MR. JUSTICE REED: Even in that situation, assuming, then, that there is a disadvantage to the segregated group, the Negro group, does the legislature have to weigh as between the disadvantage of the segregated group and the advantage of the maintenance of law and order?
MR. MARSHALL: I think that the legislature should, sir. But I think, considering the legislatures, that we have to bear in mind that I know of no Negro legislator in any of these states, and I do not know whether they consider the Negro's side or not. It is just a fact. But I assume that there are people who will say that it was and is necessary, and my answer to that is, even if the concession is made that it was necessary in 1895, it is not necessary now be. cause people have grown up and understand each other.
They are fighting together and living together. For example today they are working together in other places. As a result of the ruling of this Court, they are going together on the higher level Just how far it goes—I think when we predict what might happen I know in the South where I spent most of my time, you will see white and colored kids going down the road together to school They separate and go to different schools, and they come out and they play together. I do not see why there would necessarily be any trouble if they went to school together.
MR. JUSTICE REED: I am not thinking of trouble. I am thinking of whether it is a problem of legislation or of the Judiciary.
MR. MARSHALL: I think, sir, that the ultimate authority for the asserted right by an individual in a minority group is in a body set aside to interpret our Constitution, which is our Court.
MR. JUSTICE REED: Undoubtedly that passes on the litigation.
MR. MARSHALL: Yes, sir.
MR. JUSTICE REED: But where there are disadvantages and advantages to be weighed, I take it that it is a legislative problem.
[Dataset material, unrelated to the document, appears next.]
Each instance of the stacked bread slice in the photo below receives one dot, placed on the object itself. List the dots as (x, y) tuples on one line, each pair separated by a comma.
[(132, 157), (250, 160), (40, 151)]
MR. MARSHALL: Insofar as the State is concerned, insofar as the majority of the people are concerned. But insofar as the minority—
MR. JUSTICE REED: The states have the right to weigh the advantages and the disadvantages of segregation, and to require equality of employment, for instance?
MR. MARSHALL: Yes, sir.
MR. JUSTICE REED: I think that each state has been given that authority by decisions of this Court.
MR. MARSHALL: And some states have, and others have not. I think that is the main point in this case, as to what is best for the majority of the people in the states. I have no doubt—I think I am correct—that that is a legislative policy for the state legislature. But the rights of the minorities, as has been our whole form of government, have been protected by our Constitution, and the ultimate authority for determining that is this Court. I think that is the real difference. As to whether or not I, as an individual, am being deprived of my right is not legislative, but judicial.
MR. CHIEF JUSTICE VINSON: Thank you.
MR. MARSHALL: Thank you, sir.
[Whereupon, argument in the above-entitled case was concluded.]